Smith: Weird season nears dividing point for Astros

Nothing has come easy this season.

For Dusty Baker.

For Jose Altuve, Alex Bregman, Lance McCullers Jr. and Justin Verlander.

For the 2020 Astros, after an offseason that forever changed the franchise and the shining perfection of 2017.

When McCullers returned to the mound Wednesday night inside Minute Maid Park, just 12 games remained for Baker’s healing crew during a 60-game MLB season that has raced by and dragged at the same time.

Which means the 2020 Astros — still vilified nationally, still cheered and supported locally — have 11 games left to get right before the end of September arrives.

Rangers 1-0 on Wednesday was another setback, with the consistently uneven Astros (24-25) again falling below .500 as October draws near.
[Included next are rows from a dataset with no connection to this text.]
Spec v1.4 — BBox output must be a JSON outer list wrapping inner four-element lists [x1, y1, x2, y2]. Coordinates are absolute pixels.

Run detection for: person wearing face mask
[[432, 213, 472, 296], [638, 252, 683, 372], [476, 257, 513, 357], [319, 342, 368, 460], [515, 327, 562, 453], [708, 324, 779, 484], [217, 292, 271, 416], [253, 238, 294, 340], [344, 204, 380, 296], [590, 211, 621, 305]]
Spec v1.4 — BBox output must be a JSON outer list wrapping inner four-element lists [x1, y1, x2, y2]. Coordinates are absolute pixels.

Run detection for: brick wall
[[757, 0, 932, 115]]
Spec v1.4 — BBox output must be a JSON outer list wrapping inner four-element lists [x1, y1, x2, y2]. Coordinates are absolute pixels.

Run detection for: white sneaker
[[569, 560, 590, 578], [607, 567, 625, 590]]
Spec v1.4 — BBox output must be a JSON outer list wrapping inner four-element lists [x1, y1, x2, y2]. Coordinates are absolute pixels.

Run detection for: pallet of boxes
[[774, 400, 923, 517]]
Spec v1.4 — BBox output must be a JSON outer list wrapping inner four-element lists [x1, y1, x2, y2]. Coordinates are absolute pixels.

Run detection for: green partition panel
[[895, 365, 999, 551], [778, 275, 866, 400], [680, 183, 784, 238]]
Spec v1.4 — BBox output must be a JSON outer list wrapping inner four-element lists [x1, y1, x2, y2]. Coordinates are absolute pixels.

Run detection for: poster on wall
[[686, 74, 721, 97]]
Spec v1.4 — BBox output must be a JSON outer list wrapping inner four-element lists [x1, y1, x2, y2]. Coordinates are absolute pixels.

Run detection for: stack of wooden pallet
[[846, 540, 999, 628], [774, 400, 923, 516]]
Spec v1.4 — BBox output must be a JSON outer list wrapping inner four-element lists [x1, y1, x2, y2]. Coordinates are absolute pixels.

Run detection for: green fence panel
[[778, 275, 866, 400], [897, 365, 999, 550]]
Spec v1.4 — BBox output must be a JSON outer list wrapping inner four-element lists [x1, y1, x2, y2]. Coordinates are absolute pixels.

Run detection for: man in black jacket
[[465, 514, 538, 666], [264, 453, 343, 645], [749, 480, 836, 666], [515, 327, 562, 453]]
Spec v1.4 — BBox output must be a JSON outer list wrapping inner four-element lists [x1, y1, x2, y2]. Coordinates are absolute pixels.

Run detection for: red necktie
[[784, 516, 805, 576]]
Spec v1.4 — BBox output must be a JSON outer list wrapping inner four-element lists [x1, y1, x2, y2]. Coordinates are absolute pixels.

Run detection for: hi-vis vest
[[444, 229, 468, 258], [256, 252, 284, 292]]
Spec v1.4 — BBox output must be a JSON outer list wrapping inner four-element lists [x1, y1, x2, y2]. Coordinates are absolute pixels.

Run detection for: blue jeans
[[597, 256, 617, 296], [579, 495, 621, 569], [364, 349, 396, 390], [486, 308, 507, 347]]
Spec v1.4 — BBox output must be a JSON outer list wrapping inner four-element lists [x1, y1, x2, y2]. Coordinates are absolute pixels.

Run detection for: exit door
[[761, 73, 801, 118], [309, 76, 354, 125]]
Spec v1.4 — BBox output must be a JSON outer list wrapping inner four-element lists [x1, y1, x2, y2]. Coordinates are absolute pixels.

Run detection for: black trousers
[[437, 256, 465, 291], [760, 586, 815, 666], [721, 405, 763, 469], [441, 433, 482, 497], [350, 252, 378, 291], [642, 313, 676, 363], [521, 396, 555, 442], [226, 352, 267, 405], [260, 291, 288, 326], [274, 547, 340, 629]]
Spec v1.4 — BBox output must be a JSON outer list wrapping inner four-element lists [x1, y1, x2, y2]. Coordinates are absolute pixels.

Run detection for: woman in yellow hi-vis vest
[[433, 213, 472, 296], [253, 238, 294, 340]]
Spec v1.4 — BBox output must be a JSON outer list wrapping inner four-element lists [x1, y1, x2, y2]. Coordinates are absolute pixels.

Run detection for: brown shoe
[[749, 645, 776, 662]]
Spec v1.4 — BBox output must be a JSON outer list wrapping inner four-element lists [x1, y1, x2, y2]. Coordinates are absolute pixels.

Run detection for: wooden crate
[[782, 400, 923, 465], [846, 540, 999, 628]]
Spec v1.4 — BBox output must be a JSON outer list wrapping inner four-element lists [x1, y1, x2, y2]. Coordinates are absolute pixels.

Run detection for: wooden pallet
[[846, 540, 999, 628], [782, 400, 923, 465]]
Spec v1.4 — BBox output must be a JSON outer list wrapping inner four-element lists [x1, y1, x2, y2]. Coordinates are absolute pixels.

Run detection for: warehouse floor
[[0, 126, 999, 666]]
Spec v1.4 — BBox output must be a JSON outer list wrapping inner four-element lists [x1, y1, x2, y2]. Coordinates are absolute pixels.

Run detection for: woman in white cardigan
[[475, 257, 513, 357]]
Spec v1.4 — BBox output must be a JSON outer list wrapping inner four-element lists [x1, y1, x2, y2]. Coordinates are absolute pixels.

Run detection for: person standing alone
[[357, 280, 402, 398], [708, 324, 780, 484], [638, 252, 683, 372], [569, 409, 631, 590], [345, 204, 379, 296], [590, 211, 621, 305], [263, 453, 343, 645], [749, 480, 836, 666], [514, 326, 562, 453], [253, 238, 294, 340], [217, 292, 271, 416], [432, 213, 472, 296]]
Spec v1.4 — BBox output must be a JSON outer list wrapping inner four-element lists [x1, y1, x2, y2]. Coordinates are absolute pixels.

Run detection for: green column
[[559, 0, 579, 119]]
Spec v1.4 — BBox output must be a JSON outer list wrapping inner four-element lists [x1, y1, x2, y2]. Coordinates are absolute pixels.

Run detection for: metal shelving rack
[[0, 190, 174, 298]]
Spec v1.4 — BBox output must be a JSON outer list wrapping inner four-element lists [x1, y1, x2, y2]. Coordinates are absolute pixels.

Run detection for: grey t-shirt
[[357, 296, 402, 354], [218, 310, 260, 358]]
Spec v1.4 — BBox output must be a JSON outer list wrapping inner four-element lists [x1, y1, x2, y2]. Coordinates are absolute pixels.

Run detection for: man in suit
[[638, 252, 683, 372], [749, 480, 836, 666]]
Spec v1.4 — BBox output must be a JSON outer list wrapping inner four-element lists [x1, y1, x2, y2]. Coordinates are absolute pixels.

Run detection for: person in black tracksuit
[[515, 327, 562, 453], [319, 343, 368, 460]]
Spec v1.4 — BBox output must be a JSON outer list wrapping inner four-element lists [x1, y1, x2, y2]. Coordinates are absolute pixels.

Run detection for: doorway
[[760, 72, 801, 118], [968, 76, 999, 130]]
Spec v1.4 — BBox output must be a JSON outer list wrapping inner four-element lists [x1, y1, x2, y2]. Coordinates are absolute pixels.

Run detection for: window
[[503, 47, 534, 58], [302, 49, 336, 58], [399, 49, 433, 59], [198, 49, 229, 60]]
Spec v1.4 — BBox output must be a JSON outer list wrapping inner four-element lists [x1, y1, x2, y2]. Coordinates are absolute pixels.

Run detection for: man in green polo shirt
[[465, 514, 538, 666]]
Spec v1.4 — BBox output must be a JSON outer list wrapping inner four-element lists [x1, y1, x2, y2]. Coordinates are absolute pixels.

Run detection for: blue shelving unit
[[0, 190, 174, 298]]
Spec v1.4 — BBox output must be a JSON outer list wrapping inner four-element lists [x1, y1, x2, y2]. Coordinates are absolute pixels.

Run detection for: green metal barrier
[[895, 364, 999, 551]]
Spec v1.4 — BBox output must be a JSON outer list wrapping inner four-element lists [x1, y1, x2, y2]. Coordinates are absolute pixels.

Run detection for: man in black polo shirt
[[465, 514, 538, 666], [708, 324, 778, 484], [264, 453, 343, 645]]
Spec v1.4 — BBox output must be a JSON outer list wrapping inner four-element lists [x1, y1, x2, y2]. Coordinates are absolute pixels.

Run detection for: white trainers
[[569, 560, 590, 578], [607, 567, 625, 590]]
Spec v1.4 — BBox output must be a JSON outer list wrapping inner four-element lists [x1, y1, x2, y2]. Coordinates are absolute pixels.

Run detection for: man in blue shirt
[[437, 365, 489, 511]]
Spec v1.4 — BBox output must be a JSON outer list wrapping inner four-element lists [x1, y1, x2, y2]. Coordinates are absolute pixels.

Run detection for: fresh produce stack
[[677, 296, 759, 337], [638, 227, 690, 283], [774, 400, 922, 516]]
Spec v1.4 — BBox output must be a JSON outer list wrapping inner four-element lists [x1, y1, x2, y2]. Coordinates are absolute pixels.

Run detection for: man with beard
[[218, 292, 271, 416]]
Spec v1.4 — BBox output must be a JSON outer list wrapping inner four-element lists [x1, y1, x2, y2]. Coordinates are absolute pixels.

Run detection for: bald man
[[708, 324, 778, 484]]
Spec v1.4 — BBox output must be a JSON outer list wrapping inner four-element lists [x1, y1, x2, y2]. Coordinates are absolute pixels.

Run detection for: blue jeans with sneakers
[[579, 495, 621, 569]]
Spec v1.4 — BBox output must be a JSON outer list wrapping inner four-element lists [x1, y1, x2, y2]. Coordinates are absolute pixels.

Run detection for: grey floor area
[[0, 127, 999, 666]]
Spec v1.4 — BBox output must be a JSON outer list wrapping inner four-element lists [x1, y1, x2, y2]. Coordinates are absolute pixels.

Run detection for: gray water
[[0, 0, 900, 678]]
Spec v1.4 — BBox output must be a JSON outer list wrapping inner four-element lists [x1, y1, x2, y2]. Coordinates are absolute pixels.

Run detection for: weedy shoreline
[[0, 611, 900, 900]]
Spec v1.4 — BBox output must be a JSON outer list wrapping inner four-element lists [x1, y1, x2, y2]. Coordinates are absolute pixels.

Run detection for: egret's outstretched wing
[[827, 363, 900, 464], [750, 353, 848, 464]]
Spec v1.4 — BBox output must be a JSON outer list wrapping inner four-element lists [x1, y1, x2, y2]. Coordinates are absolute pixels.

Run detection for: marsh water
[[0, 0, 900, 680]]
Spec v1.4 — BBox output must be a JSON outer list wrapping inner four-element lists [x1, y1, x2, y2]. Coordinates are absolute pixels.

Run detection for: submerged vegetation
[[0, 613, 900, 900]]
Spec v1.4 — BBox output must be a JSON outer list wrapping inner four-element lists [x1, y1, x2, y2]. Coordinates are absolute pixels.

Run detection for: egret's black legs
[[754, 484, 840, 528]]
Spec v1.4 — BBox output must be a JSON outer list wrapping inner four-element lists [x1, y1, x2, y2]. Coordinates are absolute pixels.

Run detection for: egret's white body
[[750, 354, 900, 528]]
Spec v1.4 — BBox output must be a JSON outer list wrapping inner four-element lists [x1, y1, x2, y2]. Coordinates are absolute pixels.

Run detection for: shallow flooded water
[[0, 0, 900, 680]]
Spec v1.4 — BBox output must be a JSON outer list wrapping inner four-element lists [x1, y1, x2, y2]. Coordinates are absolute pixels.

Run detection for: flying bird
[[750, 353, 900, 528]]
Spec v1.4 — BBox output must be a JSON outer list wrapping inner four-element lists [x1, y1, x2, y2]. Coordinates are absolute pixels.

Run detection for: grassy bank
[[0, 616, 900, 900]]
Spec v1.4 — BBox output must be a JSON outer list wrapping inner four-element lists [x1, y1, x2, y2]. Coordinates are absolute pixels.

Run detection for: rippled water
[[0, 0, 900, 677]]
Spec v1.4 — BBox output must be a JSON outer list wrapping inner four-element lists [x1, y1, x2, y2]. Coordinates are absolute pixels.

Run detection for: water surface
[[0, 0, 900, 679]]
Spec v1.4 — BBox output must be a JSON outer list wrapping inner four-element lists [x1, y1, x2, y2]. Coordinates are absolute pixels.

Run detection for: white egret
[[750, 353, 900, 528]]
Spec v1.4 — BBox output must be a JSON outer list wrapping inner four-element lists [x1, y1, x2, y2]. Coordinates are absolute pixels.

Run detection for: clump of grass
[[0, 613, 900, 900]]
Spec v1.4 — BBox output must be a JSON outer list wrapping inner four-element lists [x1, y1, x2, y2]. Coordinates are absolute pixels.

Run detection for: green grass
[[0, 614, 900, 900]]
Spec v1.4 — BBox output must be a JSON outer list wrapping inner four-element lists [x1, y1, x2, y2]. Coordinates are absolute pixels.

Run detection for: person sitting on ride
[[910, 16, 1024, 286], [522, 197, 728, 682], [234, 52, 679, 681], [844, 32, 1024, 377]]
Thanks to friendly commissioner Rob Manfred, a team playing without Yordan Alvarez, Roberto Osuna, Chris Devenski and Verlander — more on the 2019 American League Cy Young winner in a moment — still has an excellent shot to make the expanded playoffs.

Actually, excellent is an understatement.

Despite a 3-7 mark in their last 10 games, the Astros entered Wednesday’s play with a 97.3 percent chance to qualify for the postseason for the fifth time in six years.

That percentage seems a little high considering the third-place Seattle Mariners (22-26) were just two games behind the Astros before Wednesday’s games.

The only way these Astros make a serious dent this October? They get right just in time for a three-game wild-card series in someone else’s ballpark. At this time, the team that leads the Astros by 6½ games in the AL West was set to host that brief series inside the rickety ol’ Oakland Coliseum.

Thanks to the bad Rangers, disappointing Arizona Diamondbacks, below-average Mariners and bad Rangers (again), the Astros finally have a perfect platform upon which to create stability. Add in Jose Urquidy’s strong Tuesday start and the returns of Altuve and McCullers, and postseason optimism could start to become a thing around here again.

If, that is, the Astros can stay healthy for two weeks and finally start winning more than they lose during a 60-game MLB season that has helped define the chaos in our country in 2020.

“Don’t forget Urquidy. It was big getting him back,” Baker said before Wednesday’s game. “He’s looked really, really sharp. … Slowly but surely, I hope we don’t run out of time to get these guys back and in tip-top shape. I’d rather have them back at the last minute than with no time. It’s big. It’s big for the confidence of this club. Then you can put other guys in a situation in an area where they can help us, especially in the bullpen. That would be great to get these guys back.”

No offense to Altuve and McCullers. But Verlander is the undisputed difference-maker right now. The Astros’ 37-year-old ace also captures the divide this team is currently at.

Add real heat before the wild-card series starts Sept. 29, and the Astros could do damage in October. Anything — and I mean anything — can happen in a three-game series. Especially with cardboard cutouts screaming in silence for the home team.

But if it’s still the beat-up Astros trotting out a watered-down rotation backed by a highly unpredictable and inexperienced bullpen?

Zack Greinke — who has struggled in September, posting a 1-2 mark with an eerie 6.35 ERA and 1.35 WHIP — would be Baker’s best hope on the mound. And even if the Astros made it out of the wild-card round, they would face three more potential rounds as the on-field underdog.

“Any Verlander is better than no Verlander,” said Baker, summing up the extended wait on season-changing good news regarding a power righthander with a 226-129 career record and 3.33 ERA.

Verlander owning the mound again in the playoffs would create the electricity these Astros have lacked all season.

If No. 35 doesn’t officially throw a baseball again this season — he’s still stuck at 1-0 with three hits allowed, two runs and seven strikeouts in six innings — we’ll probably know soon enough that 2020 was never going to be the Astros’ year.

The divide is coming.

Time is running out.

It hasn’t been this hard to believe in the October power of the Astros since 2016, and that season has nothing on the craziness of ’20.

If the Astros are going to make a new name for themselves this year, their September turnaround must start now.